Jim Norton

Personal information
- Full name: James William Norton
- Born: 2 April 1915
- Died: 7 March 1942 (aged 26)

Playing information
- Position: Fullback
Club
| Years | Team | Pld | T | G | FG | P |
| 1938–39 | Eastern Suburbs | 20 | 0 | 23 | 0 | 46 |
- Source: As of 19 March 2019

= Jim Norton (rugby league) =

Australian rugby league footballer

Jim Norton was an Australian rugby league footballer who played in the 1930s. He played for Eastern Suburbs in the NSWRL competition.

==Background==
Norton played Group 9 country rugby league for Queanbeyan and Southern Districts before signing with defending premiers Eastern Suburbs in 1938.

==Playing career==
Norton made his first grade debut for Easts against Newtown at the Sydney Sports Ground in Round 10 1938 with the match finishing in a 17–17 draw. Norton would remain the primary goal kicker for the team throughout the year.
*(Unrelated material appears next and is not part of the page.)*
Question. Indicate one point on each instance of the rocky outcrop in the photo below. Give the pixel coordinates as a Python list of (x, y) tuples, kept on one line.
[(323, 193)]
Eastern Suburbs would go on to finish 3rd at the end of the regular season and reached the grand final against Canterbury-Bankstown who were playing in their first decider whilst Easts were going for their 4th premiership in a row.

Norton played at fullback in the grand final which was played at the Sydney Cricket Ground in front of 20,287 spectators. Eastern Suburbs went into half time trailing 4-3 before falling away in the second half to lose 19–6.

Norton played on with Easts the following year but departed the club at the end of the 1939 season.